First, it all starts at the walk and trot. In the (not so distant) past, I’d ALWAYS do a long warm up with lots and lots of circles, but my warm up wasn’t necessarily efficient. Now the goal of our time at the walk and trot is to make sure Nay is responding to leg/spur. If I use my left leg/spur, he’d better move over and off my leg immediately. It’s not a request, it’s a demand. If I ask him to bend, he bends. It’s amazing that once I stopped being wishy washy and started setting him up, everything else fell into place. So, at the walk and trot we established the correct shape, moving off my leg, holding the bend through corners and circles of all sizes, etc.
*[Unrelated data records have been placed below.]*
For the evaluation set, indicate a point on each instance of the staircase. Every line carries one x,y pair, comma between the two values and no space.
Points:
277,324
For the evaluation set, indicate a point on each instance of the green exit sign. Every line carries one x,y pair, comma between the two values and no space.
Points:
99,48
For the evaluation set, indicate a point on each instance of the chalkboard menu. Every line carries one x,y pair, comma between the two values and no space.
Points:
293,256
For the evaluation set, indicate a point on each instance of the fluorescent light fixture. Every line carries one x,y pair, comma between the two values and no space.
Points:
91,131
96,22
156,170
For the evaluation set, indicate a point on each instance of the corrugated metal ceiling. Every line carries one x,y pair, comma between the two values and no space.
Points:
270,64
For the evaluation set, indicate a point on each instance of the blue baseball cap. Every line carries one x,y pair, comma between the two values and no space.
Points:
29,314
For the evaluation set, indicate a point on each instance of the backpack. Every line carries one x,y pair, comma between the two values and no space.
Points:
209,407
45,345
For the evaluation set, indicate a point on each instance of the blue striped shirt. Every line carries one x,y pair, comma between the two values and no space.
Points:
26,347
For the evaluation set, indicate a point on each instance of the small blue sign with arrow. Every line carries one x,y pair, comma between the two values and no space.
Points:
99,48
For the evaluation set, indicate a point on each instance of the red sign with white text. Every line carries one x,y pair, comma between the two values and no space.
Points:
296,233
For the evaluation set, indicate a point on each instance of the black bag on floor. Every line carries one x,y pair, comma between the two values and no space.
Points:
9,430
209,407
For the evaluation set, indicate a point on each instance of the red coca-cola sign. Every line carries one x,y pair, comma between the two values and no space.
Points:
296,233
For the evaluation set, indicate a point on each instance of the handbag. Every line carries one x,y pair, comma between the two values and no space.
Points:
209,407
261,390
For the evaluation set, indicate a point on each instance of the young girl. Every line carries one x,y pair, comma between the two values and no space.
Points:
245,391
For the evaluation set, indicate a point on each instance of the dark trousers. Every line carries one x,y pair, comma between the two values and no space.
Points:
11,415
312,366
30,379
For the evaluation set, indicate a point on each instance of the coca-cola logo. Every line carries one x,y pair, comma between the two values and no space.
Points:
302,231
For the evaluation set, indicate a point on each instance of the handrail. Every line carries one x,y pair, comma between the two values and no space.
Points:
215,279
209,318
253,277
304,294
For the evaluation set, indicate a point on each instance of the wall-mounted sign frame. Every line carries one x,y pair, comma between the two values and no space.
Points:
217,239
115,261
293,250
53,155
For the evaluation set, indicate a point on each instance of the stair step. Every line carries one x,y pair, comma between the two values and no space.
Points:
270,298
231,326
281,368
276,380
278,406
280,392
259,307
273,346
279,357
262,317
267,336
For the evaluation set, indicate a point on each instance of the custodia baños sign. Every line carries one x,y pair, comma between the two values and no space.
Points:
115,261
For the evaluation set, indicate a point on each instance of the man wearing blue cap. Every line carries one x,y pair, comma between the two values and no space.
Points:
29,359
Next? I started holding a crop. I don’t NEED a crop, but the crop actually makes me more aware of where my hands are. It’s helped a lot. I stopped with the crop because I worried that Nay would get fast (I worry too much) but the damn crop doesn’t make him fast. Just like the spurs don’t make him fast. He doesn’t care. I use the crop more when he’s in the cross ties and won’t stop pawing. To him the crop is a tool, not something that tells him to speed up. So yeah. I find that I can use it against his neck as an anchor point when I need to remind myself hands to the outside and it helps with the bend and indirect rein. I also find that it helps me keep my hands closer together and lower. Why? I don’t know. I guess so I don’t have the crop swinging all over the place? Plus, if we do get into trouble, I can actually use it vs kicked or smacking him with my hand.
Finally, when I actually ask for the canter? 3 major things. Don’t rush. It doesn’t matter how well he’s set up if I rush, I will fail. Hands to the outside (Nay does start to anticipate at this point so we’re going to have to ultimately work through this piece). And finally, outside leg WAY WAY WAY back and tap with the spur. This is key. It tells him to get his back legs in and now is also his command to canter. At this point, most of the time if I just bring my leg back, Nay will launch into the canter. But the placement of my outside leg has been a game changer.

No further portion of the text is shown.